FOXS1 promotes prostate cancer progression through the Hedgehog/Gli1 pathway.

机构信息

Department of Urology, Shengjing Hospital of China Medical University, Shenyang 110001, Liaoning, China.

Department of Pathology, Shengjing Hospital of China Medical University, Shenyang 110001, Liaoning, China.

出版信息

Biochem Pharmacol. 2023 Dec;218:115893. doi: 10.1016/j.bcp.2023.115893. Epub 2023 Oct 27.

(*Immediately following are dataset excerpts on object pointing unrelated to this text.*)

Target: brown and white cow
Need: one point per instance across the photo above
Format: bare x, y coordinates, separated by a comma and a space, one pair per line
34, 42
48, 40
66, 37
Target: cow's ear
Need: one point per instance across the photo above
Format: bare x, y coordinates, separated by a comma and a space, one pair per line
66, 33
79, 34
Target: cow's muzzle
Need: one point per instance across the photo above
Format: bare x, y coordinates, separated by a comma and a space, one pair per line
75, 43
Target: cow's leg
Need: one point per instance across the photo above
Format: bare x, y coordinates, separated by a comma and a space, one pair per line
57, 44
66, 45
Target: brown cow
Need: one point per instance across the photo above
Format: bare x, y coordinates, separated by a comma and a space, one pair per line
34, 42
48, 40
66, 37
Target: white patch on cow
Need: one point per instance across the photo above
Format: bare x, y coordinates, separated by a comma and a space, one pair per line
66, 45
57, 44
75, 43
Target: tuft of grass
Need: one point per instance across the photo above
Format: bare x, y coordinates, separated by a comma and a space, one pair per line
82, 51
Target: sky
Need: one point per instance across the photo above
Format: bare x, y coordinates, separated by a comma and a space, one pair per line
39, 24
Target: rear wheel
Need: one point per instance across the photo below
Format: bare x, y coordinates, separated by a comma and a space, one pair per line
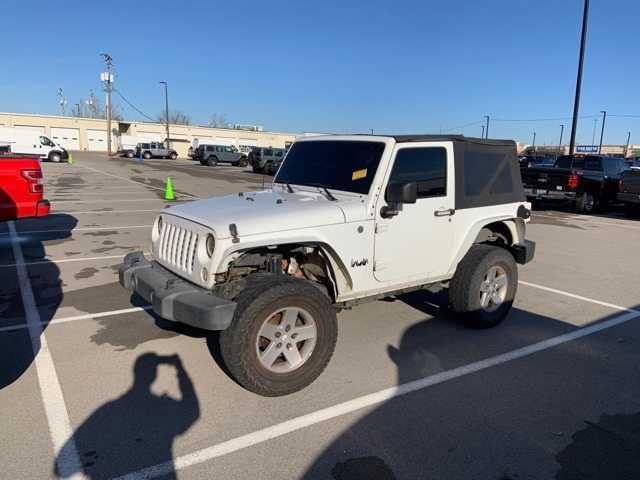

DOI:10.1016/j.bcp.2023.115893
PMID:37890593
Abstract

BACKGROUND

Prostate cancer (PCa) remains the most common malignant tumor in men, and the clinical treatment still faces many challenges. Several molecular biomarkers of PCa progression have been reported, however, whether FOXS1 can serve as a new biomarker in PCa remains unknown.

METHODS

FOXS1 and Gli1 expression was assessed by RT-qPCR and western blot. The binding and regulation roles between FOXS1 and Gli1 were confirmed by Co-IP and ubiquitination assays. Cell viability, proliferation, apoptosis, migration, invasion and EMT progress were assessed through CCK-8, colony formation, flow cytometry, wound-healing, transwell and western blot assays, respectively. In vivo nude mice tumorigenesis model was also conducted to verify PCa growth.

RESULTS

FOXS1 was upregulated in the PCa TCGA dataset and cells. High FOXS1 level was correlated with PCa patients' worse tumor stage and shorter survival. FOXS1 knockdown inhibited PCa cell proliferation, invasion, migration, EMT and tumor growth while increased cell apoptosis. Furthermore, FOXS1 knockdown decreased the inactivation of Hedgehog (Hh) pathway. FOXS1 bind to Gli1 and decreased the ubiquitination of Gli1, which resulted in the upregulation of Gli1. Besides, both Gil1 overexpression and Hh signal activation reversed the suppression function of FOXS1 silencing on PCa growth and metastasis.

CONCLUSION

FOXS1 bind and stabilized Gli1 by blocking Gli1 ubiquitination, thereby activating Hh signaling to promote PCa cell growth and metastasis.

摘要

背景

前列腺癌(PCa)仍然是男性最常见的恶性肿瘤,临床治疗仍然面临许多挑战。已经报道了几种 PCa 进展的分子生物标志物,然而,FOXS1 是否可以作为 PCa 的新生物标志物尚不清楚。

方法

通过 RT-qPCR 和 Western blot 评估 FOXS1 和 Gli1 的表达。通过 Co-IP 和泛素化测定证实 FOXS1 和 Gli1 之间的结合和调节作用。通过 CCK-8、集落形成、流式细胞术、划痕愈合、Transwell 和 Western blot 测定分别评估细胞活力、增殖、凋亡、迁移、侵袭和 EMT 进展。还进行了体内裸鼠肿瘤发生模型以验证 PCa 生长。

结果

FOXS1 在 PCa TCGA 数据集和细胞中上调。高水平的 FOXS1 与 PCa 患者更差的肿瘤分期和更短的生存时间相关。FOXS1 敲低抑制了 PCa 细胞的增殖、侵袭、迁移、EMT 和肿瘤生长,同时增加了细胞凋亡。此外,FOXS1 敲低降低了 Hedgehog (Hh) 通路的失活。FOXS1 与 Gli1 结合并减少 Gli1 的泛素化,从而导致 Gli1 的上调。此外,Gli1 过表达和 Hh 信号激活均逆转了 FOXS1 沉默对 PCa 生长和转移的抑制作用。

结论

FOXS1 通过阻断 Gli1 泛素化来结合和稳定 Gli1,从而激活 Hh 信号通路促进 PCa 细胞的生长和转移。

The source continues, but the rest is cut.